In industrialized countries, especially in the more generous welfare states, there is a great deal of concern about providing adequate social protection for single mothers; however, little attention has been paid to single fathers. Although the single parent findings in this paper should be interpreted with caution, these findings lend support to the idea that perhaps, special efforts should be made to provide social protection to single fathers. Hence, more research needs to be conducted on single fathers in order to uncover possible disadvantages in the labor market for illness interruptions.

Conclusion

This analysis has focused on answering two questions: whether the same factors influence the likelihood of having an illness interruption for women and men, and if the consequences for the interruption are the same for women and men. The results indicate that women and men differ with regards to both the predictors and outcomes of illness. Women with children have a significant increase in the likelihood of having an illness, although this relationship becomes non-significant when other control variables are included. However, the increased likelihood of an illness for those without a spouse or cohabiting partner but with a child in the household is highly significant, for men but not women. However, these results should be interpreted with caution, due to the smaller number of single parents. This result is surprising but is still in conjunction with the theory. I expected that the hazard ratio and coefficients for single mothers would be negative, which is the finding, although the coefficient is non-significant. Single fathers have a significant, positive likelihood. I explain this result as a function of how actors within the welfare state use the system to meet the needs of their personal situations and how workers make decisions regarding an interruption with their occupational-career context.

Women are more likely to be the family caretaker and are cognizant of how taking an illness interruption for oneself might be negatively perceived, and hence, take illness interruptions less often than men, if they are single parents. The hazard ratio for single fathers indicates that they are increasingly more likely to take an interruption for their own illness.

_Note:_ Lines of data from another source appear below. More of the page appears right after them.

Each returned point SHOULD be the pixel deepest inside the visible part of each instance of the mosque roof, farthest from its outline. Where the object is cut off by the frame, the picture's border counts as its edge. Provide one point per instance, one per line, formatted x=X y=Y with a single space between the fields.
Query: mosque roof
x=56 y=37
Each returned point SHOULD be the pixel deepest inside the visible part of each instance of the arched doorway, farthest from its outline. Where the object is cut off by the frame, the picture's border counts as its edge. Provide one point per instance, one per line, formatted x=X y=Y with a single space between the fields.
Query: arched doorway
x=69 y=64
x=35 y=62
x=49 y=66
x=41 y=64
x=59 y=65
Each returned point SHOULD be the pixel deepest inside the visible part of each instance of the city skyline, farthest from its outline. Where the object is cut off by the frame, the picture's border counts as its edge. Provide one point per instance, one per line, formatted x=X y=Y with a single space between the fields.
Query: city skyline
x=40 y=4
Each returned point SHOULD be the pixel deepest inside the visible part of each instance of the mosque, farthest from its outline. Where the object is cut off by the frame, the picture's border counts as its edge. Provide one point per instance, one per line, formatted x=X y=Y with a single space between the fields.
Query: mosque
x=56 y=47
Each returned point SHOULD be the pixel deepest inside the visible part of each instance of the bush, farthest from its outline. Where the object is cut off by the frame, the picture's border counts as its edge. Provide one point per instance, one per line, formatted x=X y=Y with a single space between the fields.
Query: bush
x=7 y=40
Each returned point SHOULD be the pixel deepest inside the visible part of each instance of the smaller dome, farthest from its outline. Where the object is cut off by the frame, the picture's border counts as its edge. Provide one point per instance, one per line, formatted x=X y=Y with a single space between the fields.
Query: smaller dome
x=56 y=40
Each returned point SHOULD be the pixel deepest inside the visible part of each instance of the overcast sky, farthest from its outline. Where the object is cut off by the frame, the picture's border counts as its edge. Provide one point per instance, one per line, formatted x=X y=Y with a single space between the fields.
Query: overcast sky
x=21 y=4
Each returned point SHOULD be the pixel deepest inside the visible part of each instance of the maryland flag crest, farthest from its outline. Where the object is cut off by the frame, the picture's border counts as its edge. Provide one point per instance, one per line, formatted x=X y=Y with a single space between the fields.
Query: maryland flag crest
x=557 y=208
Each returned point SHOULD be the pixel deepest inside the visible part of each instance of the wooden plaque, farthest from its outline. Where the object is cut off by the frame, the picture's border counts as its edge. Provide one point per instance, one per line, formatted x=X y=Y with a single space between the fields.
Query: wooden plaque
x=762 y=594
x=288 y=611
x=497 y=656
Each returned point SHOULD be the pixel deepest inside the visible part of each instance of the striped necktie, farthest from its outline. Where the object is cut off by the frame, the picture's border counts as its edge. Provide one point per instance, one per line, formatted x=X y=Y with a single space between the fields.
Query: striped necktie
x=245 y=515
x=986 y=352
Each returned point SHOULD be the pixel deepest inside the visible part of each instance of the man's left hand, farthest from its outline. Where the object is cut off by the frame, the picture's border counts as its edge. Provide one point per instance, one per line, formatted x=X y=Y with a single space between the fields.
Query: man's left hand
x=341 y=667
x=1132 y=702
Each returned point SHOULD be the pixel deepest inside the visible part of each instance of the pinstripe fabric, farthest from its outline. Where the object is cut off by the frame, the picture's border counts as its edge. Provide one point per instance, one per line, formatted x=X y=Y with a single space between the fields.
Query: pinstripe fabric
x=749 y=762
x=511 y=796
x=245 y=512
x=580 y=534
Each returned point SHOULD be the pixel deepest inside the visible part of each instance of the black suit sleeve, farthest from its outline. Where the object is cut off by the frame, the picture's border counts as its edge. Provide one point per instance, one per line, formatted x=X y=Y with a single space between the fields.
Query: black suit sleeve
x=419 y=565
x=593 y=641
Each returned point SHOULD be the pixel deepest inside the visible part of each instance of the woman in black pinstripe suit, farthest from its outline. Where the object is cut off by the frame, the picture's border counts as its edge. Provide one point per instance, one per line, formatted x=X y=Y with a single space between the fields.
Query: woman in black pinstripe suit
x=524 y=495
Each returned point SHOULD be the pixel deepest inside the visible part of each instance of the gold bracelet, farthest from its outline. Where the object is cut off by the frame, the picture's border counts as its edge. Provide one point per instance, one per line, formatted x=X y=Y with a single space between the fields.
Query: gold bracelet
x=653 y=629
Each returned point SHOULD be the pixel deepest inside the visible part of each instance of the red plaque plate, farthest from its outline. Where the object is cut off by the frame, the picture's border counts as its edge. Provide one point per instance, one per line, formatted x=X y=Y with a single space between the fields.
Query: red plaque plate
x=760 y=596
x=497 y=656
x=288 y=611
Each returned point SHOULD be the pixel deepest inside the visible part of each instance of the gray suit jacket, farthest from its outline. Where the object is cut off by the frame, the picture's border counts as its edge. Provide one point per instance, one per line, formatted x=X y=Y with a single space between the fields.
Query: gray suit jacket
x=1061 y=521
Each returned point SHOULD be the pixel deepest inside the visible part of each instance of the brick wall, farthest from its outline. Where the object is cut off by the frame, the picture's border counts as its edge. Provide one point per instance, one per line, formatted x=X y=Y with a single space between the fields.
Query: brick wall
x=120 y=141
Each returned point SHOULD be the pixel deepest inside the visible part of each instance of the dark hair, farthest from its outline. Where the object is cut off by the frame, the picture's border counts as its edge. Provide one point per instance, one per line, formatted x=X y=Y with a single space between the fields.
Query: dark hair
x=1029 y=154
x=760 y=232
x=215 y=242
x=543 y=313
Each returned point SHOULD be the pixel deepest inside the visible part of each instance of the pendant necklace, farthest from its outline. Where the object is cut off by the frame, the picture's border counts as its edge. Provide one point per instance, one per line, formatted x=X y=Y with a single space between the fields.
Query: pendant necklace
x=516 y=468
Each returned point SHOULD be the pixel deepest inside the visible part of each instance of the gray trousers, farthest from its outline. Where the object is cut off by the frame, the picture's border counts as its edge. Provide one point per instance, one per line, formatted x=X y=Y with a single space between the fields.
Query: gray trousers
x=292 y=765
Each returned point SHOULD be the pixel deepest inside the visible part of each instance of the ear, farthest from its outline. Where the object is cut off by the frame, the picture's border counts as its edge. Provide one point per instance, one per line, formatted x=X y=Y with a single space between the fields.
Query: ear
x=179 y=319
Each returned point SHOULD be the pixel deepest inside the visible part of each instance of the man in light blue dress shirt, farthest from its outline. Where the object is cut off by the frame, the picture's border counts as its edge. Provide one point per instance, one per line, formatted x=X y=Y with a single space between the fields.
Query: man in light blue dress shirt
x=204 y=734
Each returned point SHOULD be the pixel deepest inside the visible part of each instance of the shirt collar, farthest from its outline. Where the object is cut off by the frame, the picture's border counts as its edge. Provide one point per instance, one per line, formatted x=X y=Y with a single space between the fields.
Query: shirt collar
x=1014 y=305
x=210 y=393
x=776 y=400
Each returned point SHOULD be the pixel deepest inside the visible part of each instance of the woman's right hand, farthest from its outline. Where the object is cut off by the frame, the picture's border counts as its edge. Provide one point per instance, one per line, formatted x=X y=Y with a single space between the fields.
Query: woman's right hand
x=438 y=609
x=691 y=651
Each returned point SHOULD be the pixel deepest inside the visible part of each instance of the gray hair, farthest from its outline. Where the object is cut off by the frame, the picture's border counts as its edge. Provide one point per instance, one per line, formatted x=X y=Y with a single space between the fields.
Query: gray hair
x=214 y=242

However, it is questionable as to whether these workers are actually more ill, but instead, are more likely to take an illness interruption in order to care for others in the family – even more than women's likelihood to care for others in the family. All gender literature attests to women's greater family responsibilities, which would suggest that women, especially single mothers are more likely to take an interruption because of these responsibilities, and the results of this analysis found that women do take illness interruptions more than men. Consistent with the literature, family responsibilities do appear to influence the likelihood of illness. Single fathers have an increased chance of the event, but not single mothers, which is in opposition to the research expectations (which predicted both single mothers and fathers to have a decreased chance), but it is an interesting finding. This finding suggests that single mothers, in particular, are making decisions regarding their labor market activity based upon preconceived notions of how an illness could effect their future career attainment and chose to take illnesses less often than men.

This research also attests to gender differences in the consequences for an illness. Women have significant decreases in wages for illness, while men have no effect. This finding is in agreement with the idea that women not only perceive a negative impact of taking an interruption (which is why single mothers are less likely than single fathers to experience an illness interruption) but are correct in their assumption. The results also demonstrate differences in women and men's wage-reward patterns, where in only a 5-year period, job characteristics, such as having a blue-collar job, are associated with a significant, negative effect on wages. Additionally, working full-time increase wages over a 5-year period for women but not for men.